Но чаще всего она рассуждала о том, что происходит снаружи:
– Всё, что происходит здесь, с точностью до мелочей повторяется наверху. Ведь взаимоотношения людей с миром точно такие же, что и с отдельным человеком. Пробуешь его понемногу, и вроде всё в порядке. Но если надолго оказаться в комнате даже с записным ангелом или охренительно разнообразной реальностью, она очень быстро и довольно болезненно переполнит тебя. До горлышка, до макушки. Выворачивать начнет, как бы человечен, миролюбив, великодушен ни был этот условный пуся-ангел. Допустим и близок тебе, и хорош, но терпеть его, прощать, подстраиваться получится только в том случае, если он органически соответствует твоему нутру. Мир перестал быть органически приемлем большинству из нас. В лучшем случае он остается барабанной установкой маньяка меломана, которому нужна богатая палитра звуков. Но он долбится в то, что осталось от прежних музыкальных инструментов, а прежнего разнообразия мелодий нет.
Ядерный удар по штату Пенджаб
Кох затмевала, выносила из головы любые не связанные с ней воспоминания куда–то, где всегда ветер, ничего не удерживается на месте. Она пребывала во всем, что переживал Кутялкин. Он чувствовал – связь с семьей, уплотнившаяся в первые дни заточения, истончается, пересыхает. Умрет он не от пули–ножа–мины, а от того, что Шняга–Ромка–Сева–Олежек потеряют для него прежнее значение.
«Да и придумал я всё про Олежека», – думал Кутялкин. – Не мог я быть частью того самого спермотозоида и проследить весь его зведный путь».
Один раз он долго наблюдал за девушкой. Сначала почувствовал удушающую жалость. К ней. К себе. Потом нежность к этому молодому, пропадающему в четырех стенах существу. Вспомнил, какой отзывчивой и чуткой она может быть в перерывах ношения маски дикобраза. Наконец, долгое созерцание подвело его к восхищению истощающейся, истончающейся красотой, к отчаянному желанию поймать эту красоту, завладеть.
- Тебе надо линять отсюда. Мультяшным героям нечего делать в реальной жизни.
Не отвлекаясь от рукописей, он пробормотала:
- Я не бросаю тебя здесь, потому что мне хочется стать настоящей. Только тогда я смогу жить в том мире, который остался от нас наверху.

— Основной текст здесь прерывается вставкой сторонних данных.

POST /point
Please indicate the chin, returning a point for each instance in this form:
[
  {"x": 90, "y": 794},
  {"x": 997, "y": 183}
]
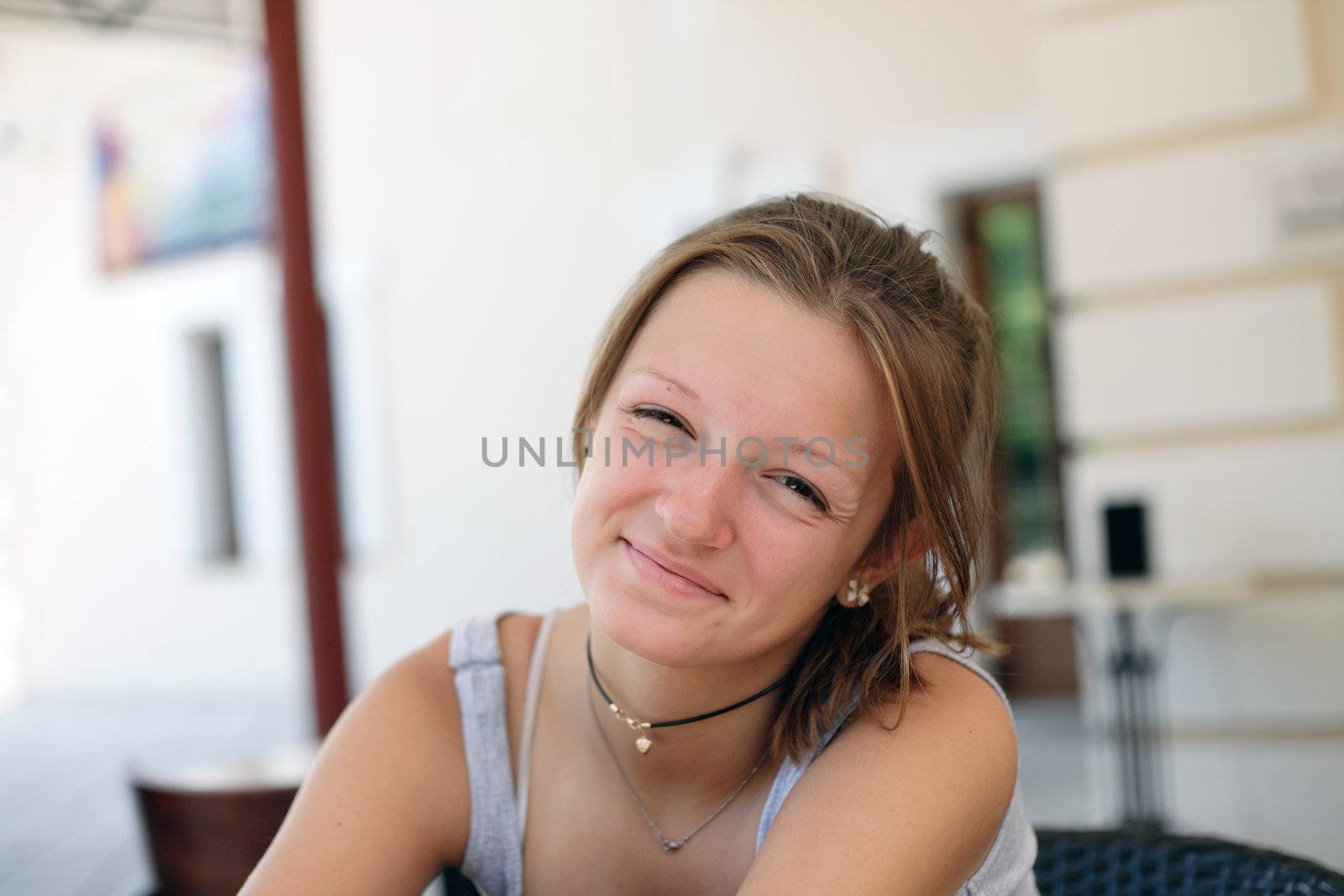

Ультиматум вооруженных сил НАТО о безоговорочном соблюдении нейтралитета, отказ сотрудничать с представителями территориальных образований
– Основная версия не изменилась. Если и есть какая–то дорога к спасению, то она пролегает по рукописям. Мы должны отыскать что–то, что даст ключ.
– Глупости, – горячо возражал Кутялкин. – Если кому–то сильно потребовалось их расшифровать, он привлек бы профессионалов.
– Садись. Четыре с минусом. Я согласна лишь отчасти. Возможно, профессионала после расшифровки потребовалось бы убить или э-э, как называлась штука, стирающая память из «Людей в черном»? Это раз. Не исключено, что специалисты уже привлекались, и их ряды основательно поредели. Таких же, как мы, можно пачками сюда забрасывать. Это два. Наконец, три – вдруг дело не в том, чтобы понять рукописи, а в том, как именно мы за это дело возьмемся. И что из этого выйдет.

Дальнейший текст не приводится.